If anything about King’s run to the 1983 Wimbledon women’s singles semifinals was surprising, it was how smooth the journey was until 18-year-old Andrea Jeager — whose promising career was cut short by injury less than two full years later — routed her in the semis. King won five matches to make the semis. Four of those wins were in straights, and no, the draw wasn’t easy on paper. King had to turn back seventh-seeded Wendy Turnbull — a singles finalist at three of the four majors — in the fourth round.

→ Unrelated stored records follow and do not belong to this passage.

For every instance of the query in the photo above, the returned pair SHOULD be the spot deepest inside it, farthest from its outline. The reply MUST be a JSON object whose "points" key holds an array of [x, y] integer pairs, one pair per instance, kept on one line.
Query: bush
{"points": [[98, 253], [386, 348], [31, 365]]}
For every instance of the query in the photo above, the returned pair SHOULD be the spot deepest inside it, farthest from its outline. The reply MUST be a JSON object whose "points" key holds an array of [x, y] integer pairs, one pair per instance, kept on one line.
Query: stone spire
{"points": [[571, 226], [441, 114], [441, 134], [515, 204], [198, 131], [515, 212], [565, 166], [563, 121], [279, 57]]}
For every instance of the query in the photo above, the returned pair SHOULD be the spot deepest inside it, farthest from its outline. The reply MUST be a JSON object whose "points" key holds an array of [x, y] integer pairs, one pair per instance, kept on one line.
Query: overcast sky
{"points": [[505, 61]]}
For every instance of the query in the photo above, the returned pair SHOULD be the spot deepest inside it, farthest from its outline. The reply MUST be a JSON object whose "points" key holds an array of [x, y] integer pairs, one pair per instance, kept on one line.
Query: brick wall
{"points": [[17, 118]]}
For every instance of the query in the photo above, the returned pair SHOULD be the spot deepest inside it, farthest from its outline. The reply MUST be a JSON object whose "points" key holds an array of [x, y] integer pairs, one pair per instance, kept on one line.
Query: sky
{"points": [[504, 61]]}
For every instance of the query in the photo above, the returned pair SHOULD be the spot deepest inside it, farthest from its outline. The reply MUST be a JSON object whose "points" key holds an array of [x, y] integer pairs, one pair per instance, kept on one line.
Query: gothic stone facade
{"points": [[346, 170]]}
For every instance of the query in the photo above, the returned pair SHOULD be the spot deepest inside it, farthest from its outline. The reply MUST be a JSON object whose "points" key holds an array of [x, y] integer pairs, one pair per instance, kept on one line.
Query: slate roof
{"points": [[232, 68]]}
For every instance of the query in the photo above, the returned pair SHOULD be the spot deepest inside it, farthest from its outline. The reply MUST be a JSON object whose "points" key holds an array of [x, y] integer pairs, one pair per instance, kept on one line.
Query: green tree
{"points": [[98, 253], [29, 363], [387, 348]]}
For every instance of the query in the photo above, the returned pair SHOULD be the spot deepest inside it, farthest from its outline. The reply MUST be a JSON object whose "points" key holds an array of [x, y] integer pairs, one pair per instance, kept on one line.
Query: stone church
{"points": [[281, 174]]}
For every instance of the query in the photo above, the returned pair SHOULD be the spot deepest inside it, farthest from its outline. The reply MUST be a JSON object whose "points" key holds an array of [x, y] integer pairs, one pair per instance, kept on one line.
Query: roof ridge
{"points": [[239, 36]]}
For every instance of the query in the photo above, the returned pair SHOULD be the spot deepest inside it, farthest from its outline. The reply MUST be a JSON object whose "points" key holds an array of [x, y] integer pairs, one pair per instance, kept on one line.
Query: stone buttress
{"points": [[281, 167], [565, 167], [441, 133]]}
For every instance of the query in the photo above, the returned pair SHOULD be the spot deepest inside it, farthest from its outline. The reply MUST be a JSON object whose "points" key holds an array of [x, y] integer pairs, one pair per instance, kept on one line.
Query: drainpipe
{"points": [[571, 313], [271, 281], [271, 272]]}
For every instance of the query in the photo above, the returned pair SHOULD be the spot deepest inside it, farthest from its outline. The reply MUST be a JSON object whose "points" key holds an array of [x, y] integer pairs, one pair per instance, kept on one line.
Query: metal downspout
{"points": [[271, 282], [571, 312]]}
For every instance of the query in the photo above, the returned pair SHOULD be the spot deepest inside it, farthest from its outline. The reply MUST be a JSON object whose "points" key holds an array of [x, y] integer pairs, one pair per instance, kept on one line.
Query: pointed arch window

A surprise within the surprisingly straightforward run to the semis was that King’s only hugely difficult match among the five before her arrival in the last four was a clash with a 19-year-old who had abruptly discontinued her collegiate career months earlier. Beth Herr was a former World No. 1 junior player who then won the 1983 NCAA women’s singles national championship at the University of Virginia. She was a freshman, but that didn’t keep her in school. (She waited until after her playing days were over to resume her collegiate studies and get a degree.) Herr went straight into the pro game. She didn’t have a massively successful career, but not a terrible one, either. She lasted on tour until 1990. She played over 160 matches and won over 70 of them. Herr had nothing to lose when she faced King in the second round of Wimbledon in 1983. The teenager — 20 years younger than the opponent across the net — won a first-set tiebreaker and was in position to enable her younger, fresher legs to carry her. They did take her to 6-6 in the third set, but King’s experience won out and captured the match, 8-6 in the final stanza. King did not lose a set in any of her next three matches.

It is fascinating how some stories get shared by television/broadcast media while others don’t receive nearly as much play. Between Jimmy Connors in 1991 and the Battle of the Sexes in 1973, it is very easy to lose track of a 39-year-old American’s run to a major semifinal… in 1983. It is not the greatest thing Billie Jean King has ever done… but it certainly rates as a comparatively overlooked moment in American tennis history.